Impeachment 101: How the political process actually works
This week's impeachment hearings regarding President Trump and his potential wrongdoing with Ukraine might make it feel like the process has been going on for ages, but it's still just the beginning. After the House hearings, there's a long list of boxes Congress has to check to impeach Trump and ultimately remove him from the Oval Office.
Trump is accused of withholding aid from Ukraine unless the country helped him provide damaging information on former Vice President Joe Biden, who is running to become the Democratic presidential candidate in the 2020 election. House Speaker Nancy Pelosi explicitly accused Trump of bribery, which is an impeachable offense, saying that "the president abused his power and violated his oath by threatening to withhold military aid and a White House meeting in exchange for an investigation into his political rival."
Another way to put this is "quid pro quo," defined by the Merriam-Webster dictionary as "something given or received for something else." You may have heard this term, at the very least, during Trump's denials, which he read from handwritten notes that said "I want nothing. I want no quid pro quo."
The whole point of the impeachment process is to determine if, in fact, there was any wrongdoing. The most basic way to explain the presidential impeachment process is this: The House holds hearings and then votes whether or not to impeach. If they vote yes, then the Senate has a trial and votes whether or not to remove the president from office.
One way to think of it is as if the House is a grand jury deciding whether to indict the president, and the Senate is a jury deciding whether to convict him. But there are nuances — and potential bumps along the road — that make this process a little less than straightforward.
The House
The House of Representatives is charged with deciding whether or not to impeach the president. To make this decision, members of the House are holding both closed-door and public hearings as part of the impeachment inquiry.
The current public hearings are being held by the House Intelligence Committee. This is a bit unusual; previous impeachment hearings have generally been conducted through the House Judiciary Committee, says Frank O. Bowman, III, a law professor at the University of Missouri and author of High Crimes and Misdemeanors: A History of Impeachment for the Age of Trump.
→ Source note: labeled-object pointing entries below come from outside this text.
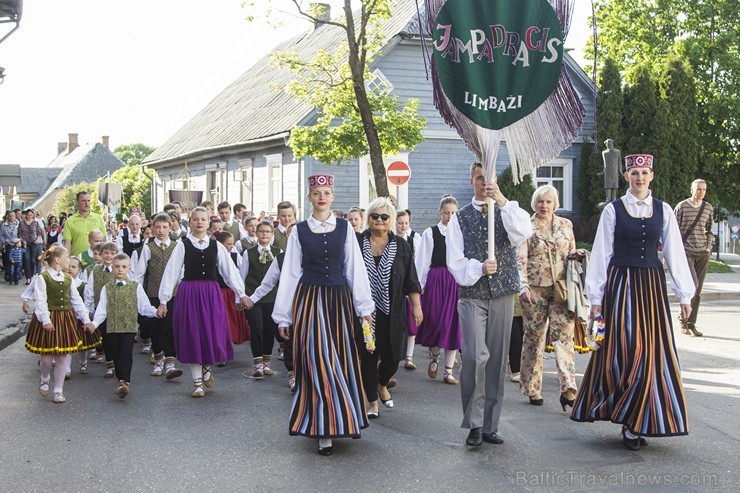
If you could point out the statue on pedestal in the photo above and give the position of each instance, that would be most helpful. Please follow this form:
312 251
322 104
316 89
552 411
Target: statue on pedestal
613 170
Once enough evidence is gathered, the committee will send their case to the House Judiciary Committee, which will then decide what, if any, articles of impeachment to bring to the entirety of the House. They may hold oral arguments about which articles should be adopted, and then the members of the House — which currently has a Democratic majority — will hold a floor vote on the articles of impeachment. There will likely be a debate, Bowman says, and then a majority of members must vote that there is enough evidence to warrant impeachment.
If that happens, then Trump will be officially impeached, and the process will move to the Senate.
The Senate
The way the process then works in the Senate looks more like a criminal trial. Senators must determine if Trump committed "high crimes and misdemeanors" and should therefore be removed from office entirely.
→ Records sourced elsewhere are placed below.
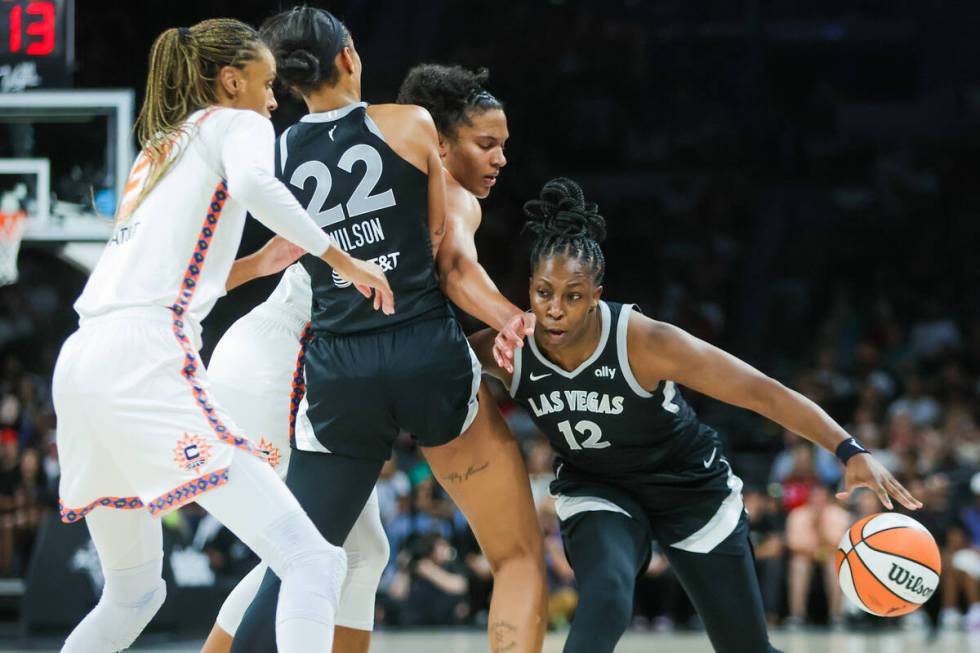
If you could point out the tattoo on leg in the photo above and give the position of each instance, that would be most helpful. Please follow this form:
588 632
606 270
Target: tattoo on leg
456 477
502 636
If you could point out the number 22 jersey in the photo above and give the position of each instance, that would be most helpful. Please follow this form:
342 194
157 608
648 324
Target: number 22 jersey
373 204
But exactly what a trial would look like is "unclear," Bowman says. "The Senate has pretty much complete control over how that works."
There could be live testimony from witnesses, or there could simply be oral arguments, but the Senate gets to decide that. The only concrete rules, Bowman points out, are that the Senate must stay in session for six days a week, and senators are obligated to be present (which might frustrate the senators who are Democrats and want to be out campaigning for president).
Even if testimony is heard, it's unlikely that Trump would testify. "He’s offered to answer written questions, but who knows if he means that, and it's probably not helpful," says Kimberly Wehle, a professor at Baltimore Law School and author of How to Read the Constitution — and Why. "He’s going to deny everything, and I don't know how meaningful that would be."
To remove a president from office, a two-thirds majority of the Senate — 67 senators — must vote to do so. That's unlikely, considering there are 53 Republicans and 45 Democrats currently in the Senate, with two more who caucus with Democrats. The impeachment process is inherently political, Bowman says, and not actually like a regular criminal trial.
"It's close to impossible that there’s going to be removal in the Senate, politically," Wehle agrees.
However, Wehle notes that it's possible a trial might not even happen at all. With a Republican majority in the Senate and Kentucky Sen. Mitch McConnell as Senate majority leader, "they could move to dismiss the indictment and then not even go to trial," Wehle says. "That’s conceivable."
What comes after
Let's ignore the likelihood of both impeachment and removal from office for a moment. If Trump were to be impeached by the House and removed by the Senate, Vice President Mike Pence would then be sworn in as president. However, this depends on whether people in power comply with the rule of law, Wehle points out. Trump could, potentially, refuse the results.
"There's nothing with this particular president that should surprise us if he refused to leave office," Wehle says. "And the question is, how do you enforce a steady hand-off of authority? I don't know."
When it comes to this process, Wehle wants people in the United States to know that this isn't personal to Trump, but that if potential wrongdoing goes unchecked, the country will slip from a democracy into something more like an autocracy.
"In order to have individual liberties, we have to have an accountable presidency for future generations," she says, noting that one day Republicans might be concerned about the president in power but they'll have established a system that doesn't respect the checks and balances process. "If you create an office of an unaccountable president, it’ll be too late to rein in the power."
But back in reality, where Trump is unlikely to be removed from office by the majority Republican Senate, Bowman points out that Trump will actually most likely benefit from the fact that the impeachment process is not based in regular trial rules. "The truth is, if this were that kind of process, this case would be basically over. It’s a slam dunk," he says. "If the charge was abuse of power, which is a traditionally impeachable high crime misdemeanor, the jury convicts him before he walks out of the box."
"At the end of the day," Bowman adds, "the only thing that is going to save Trump from removal is that this is a political process."